Como en su día Úbeda y Baeza, también cayó Graná: Dos siglos después con los Reyes
Católicos aprovechando las divisiones de la corte nazarí proclamándola “La Perla más
preciada de su corona”. Entonces llegó el momento de demostrar donde estaba el poder y
trabajar por hacer de Graná la ciudad más castellana de las ciudades andaluzas.
Las mezquitas se convirtieron en iglesias; los minaretes, en campanarios; la antigua Madraza
(casa de estudios) fue Casa de Cabildos; el Corral del Carbón (lugar de descanso de
mercaderes) en Corral de Comedias. Y se añadieron nuevos edificios: como el bellísimo
Hospital Real para el cuidado de peregrinos y enfermos, el Monasterio de San Jerónimo. La
transformación fue tan profunda que hoy, las dos vías principales de la ciudad no recuerdan
en nada su pasado islámico sino que se llaman Gran Vía de Colón y calle de los Reyes Católicos.

Esta Graná cristiana es la ciudad que fraguó una reina, Isabel I de Castilla, decidida a hacer
de la ciudad su territorio, plantando sus reales en el núcleo urbano y, para rematar su obra,
mandó construir la catedral donde se alzaba la mezquita real. Aunque ella no la vio
concluida, el resultado impone por sus dimensiones y por ser una obra maestra del
Renacimiento que sobrecoge por su decoración y por la magnificencia de su capilla mayor con
sus 45 m. de altura.
Pese a todo, nada comparable a la Capilla Real, adosada a la catedral donde los nuevos reyes
dispusieron su enterramiento, el de su hija Doña Juana y su marido Felipe el Hermoso.

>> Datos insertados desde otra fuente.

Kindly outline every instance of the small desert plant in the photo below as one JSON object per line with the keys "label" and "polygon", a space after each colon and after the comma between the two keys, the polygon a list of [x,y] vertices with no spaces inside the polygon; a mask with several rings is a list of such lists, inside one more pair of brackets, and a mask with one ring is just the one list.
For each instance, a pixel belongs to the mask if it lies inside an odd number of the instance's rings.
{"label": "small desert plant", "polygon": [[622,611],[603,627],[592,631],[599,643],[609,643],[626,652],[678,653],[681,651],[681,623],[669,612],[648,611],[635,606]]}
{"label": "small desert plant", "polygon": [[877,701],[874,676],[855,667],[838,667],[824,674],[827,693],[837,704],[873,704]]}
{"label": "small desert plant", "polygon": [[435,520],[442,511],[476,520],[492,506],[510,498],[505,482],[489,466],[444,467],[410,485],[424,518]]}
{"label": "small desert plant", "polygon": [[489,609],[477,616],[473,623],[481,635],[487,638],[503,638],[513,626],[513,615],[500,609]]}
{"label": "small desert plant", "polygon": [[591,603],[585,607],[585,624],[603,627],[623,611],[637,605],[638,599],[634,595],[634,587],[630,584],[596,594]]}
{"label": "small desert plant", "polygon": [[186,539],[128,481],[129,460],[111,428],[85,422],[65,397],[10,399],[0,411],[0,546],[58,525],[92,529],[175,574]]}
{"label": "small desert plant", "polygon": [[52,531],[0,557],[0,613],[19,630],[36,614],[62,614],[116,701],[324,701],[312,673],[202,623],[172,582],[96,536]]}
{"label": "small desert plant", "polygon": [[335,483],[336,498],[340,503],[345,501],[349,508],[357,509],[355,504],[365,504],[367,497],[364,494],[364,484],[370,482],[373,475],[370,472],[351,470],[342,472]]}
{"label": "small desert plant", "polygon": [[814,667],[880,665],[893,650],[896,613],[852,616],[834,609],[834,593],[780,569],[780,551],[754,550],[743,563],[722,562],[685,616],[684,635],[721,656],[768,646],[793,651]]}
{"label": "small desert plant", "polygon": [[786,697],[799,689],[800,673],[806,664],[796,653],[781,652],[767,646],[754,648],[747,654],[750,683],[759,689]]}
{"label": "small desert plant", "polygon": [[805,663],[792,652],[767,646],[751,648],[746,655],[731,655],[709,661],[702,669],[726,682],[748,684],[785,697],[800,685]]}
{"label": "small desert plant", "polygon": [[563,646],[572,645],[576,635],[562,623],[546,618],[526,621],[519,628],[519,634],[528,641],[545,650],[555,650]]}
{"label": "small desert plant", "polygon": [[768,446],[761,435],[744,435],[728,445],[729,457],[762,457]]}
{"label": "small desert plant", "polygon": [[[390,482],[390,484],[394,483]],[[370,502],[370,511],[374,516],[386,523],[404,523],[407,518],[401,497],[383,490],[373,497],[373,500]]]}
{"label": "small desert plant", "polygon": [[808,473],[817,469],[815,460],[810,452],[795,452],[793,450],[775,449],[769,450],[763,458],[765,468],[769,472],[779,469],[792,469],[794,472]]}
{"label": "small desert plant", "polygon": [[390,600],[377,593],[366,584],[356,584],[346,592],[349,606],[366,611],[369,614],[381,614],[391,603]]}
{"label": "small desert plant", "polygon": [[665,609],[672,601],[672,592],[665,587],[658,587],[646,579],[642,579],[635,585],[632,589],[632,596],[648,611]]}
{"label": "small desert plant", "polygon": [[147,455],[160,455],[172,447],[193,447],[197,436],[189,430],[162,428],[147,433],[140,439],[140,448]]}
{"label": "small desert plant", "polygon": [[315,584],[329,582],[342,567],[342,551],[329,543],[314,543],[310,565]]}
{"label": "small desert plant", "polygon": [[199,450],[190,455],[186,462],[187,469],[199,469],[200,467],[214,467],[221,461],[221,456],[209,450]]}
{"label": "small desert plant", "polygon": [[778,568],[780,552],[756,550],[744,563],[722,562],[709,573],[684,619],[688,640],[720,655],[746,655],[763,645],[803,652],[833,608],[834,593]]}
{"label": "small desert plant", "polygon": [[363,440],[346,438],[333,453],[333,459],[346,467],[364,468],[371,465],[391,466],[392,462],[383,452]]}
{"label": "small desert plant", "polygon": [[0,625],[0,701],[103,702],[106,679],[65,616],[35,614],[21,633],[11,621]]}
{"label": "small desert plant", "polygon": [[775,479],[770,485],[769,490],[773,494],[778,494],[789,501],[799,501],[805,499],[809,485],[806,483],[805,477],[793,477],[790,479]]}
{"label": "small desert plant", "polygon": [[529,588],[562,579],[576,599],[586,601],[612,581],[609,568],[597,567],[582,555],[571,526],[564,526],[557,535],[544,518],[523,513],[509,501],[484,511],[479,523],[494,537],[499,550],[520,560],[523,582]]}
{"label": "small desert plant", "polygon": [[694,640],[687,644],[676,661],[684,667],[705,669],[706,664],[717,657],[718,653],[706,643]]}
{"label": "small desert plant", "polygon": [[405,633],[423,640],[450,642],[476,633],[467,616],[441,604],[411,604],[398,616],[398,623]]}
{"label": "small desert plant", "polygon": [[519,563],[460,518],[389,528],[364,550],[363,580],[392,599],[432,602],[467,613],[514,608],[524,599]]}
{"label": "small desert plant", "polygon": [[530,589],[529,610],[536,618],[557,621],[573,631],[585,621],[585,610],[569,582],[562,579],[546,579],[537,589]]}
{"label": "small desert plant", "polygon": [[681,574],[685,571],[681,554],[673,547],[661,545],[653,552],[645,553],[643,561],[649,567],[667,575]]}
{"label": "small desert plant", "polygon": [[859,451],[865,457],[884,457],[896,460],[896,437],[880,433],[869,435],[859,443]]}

Fachada plateresca, interior gótico y magnificencia en los cenotafios reales. Todo lo contrario
de la cripta, limitada a la parquedad de los 4 féretros, sin más atributos que los escudos de
castilla y Aragón sobre los mantos de terciopelo que los cubren.
Aún queda una Graná por descubrir. Es la ciudad moderna que sorprende por la capacidad de
aunar pasado y presente; entre la ciudad-museo y la capital moderna y activa. Lo mejor de
esta ciudad moderna es la forma en que sus barrios modernos se enfrentan a los más
tradicionales y el mimo con que sus gentes la tratan. Se aprecia en el Paseo de los Tristes
heredado de cuando en el lugar se realizaban los duelos ( hoy su nombre oficial es el de
Cuesta del Chapiz), allí, artistas e intelectuales están remodelando sus casas antiguas
manteniendo la fisonomía arquitectónica de la ciudad.

Está también la ciudad bulliciosa de sus universitarios, más evidente en el entorno de la calle
Pedro Antonio de Alarcón y la Plaza del Gran Capitán, donde se concentral los bares de tapas,
junto al Campo del Príncipe o las teterías de la calle Elvira.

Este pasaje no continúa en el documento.